Javier Esparza plantea un acuerdo presupuestario al Gobierno. Pero desde planteamientos tan maximalistas que, de facto, implican un portazo a cualquier posibilidad de negociación. El portavoz de Navarra Suma ha presentado este viernes sus 13 compromisos «irrenunciables» para empezar a hablar, y que implican una enmienda a la totalidad de la acción del Gobierno que el Ejecutivo de Chivite difícilmente puede asumir.

Esparza ha querido además que su posición quede clara desde el principio, antes incluso de que se presente el anteproyecto de Presupuestos para 2022 y sin conocer los planes del Gobierno para el próximo año. Una postura dura y firme que deja a EH Bildu como único aliado posible para el próximo año, y que sitúa a la derecha en una oposición frontal para lo que resta de legislatura.

A diferencia del pasado año, cuando Navarra Suma ofreció una abstención gratuita a Chivite si rompía cualquier posibilidad de acuerdo con EH Bildu, esta vez el apoyo tiene precio. Muy alto además.
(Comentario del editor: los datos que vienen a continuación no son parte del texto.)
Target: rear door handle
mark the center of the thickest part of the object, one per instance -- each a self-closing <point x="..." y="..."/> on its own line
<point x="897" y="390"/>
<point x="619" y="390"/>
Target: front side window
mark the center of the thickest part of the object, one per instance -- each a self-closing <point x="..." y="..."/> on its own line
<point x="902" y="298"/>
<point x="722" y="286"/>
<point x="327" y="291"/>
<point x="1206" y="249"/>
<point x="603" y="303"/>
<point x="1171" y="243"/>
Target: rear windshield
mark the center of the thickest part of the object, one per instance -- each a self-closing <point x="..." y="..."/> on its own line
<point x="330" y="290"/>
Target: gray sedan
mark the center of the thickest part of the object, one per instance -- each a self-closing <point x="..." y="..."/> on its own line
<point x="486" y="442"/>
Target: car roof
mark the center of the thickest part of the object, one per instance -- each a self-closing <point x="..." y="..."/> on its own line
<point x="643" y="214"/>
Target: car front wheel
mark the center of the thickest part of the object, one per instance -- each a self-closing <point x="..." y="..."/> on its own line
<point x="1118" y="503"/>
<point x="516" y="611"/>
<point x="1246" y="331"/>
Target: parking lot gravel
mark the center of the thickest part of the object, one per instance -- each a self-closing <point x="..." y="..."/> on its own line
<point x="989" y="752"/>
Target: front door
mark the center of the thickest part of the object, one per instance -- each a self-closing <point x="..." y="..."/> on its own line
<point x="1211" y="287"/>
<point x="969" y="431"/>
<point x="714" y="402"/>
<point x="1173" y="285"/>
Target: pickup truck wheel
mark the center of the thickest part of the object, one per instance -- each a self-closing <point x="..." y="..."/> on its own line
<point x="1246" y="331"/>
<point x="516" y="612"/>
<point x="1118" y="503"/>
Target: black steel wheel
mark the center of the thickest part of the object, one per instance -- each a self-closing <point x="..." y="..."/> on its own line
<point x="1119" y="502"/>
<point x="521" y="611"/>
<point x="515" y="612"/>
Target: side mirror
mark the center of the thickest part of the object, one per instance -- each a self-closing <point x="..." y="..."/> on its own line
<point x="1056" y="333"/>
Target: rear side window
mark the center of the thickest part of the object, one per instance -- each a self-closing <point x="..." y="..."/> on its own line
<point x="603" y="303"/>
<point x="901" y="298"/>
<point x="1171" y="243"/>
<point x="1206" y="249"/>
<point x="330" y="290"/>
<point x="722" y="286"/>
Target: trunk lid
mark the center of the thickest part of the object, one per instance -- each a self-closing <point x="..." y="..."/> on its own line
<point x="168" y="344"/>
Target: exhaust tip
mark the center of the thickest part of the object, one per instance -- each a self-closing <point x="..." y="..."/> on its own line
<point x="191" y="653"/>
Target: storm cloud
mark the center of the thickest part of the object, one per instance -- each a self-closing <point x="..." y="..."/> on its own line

Tanto, que supone prácticamente un programa de Gobierno alternativo.

Propuestas de máximos

Entre las condiciones que el presidente de UPN ha puesto ahora para un acuerdo se encuentran la aprobación de una reforma fiscal para «recuperar los niveles de competitividad y atractivo de Navarra, convertir la N-121 en una autovía de cuatro carriles o derogar la ley del mapa local y el decreto del euskera en la Administración Pública. Las dos primeras fueron rechazadas este jueves por todos los grupos en el Pleno del Parlamento, y las otras dos implicarían romper la coalición con Geroa Bai.

Plantea además cuestiones difíciles de asumir. Como aumentar el salario de los médicos e incrementar el gasto en Atención Primarias, medidas que pide compaginar además con una rebaja fiscal. Firmar un convenio con el Estado para financiar las obras del TAV «antes de que finalice el año», la prestación compartida de tráfico entre Policía Foral y Guardia Civil, y garantizar la financiación de los centros concertados que segregan por sexo.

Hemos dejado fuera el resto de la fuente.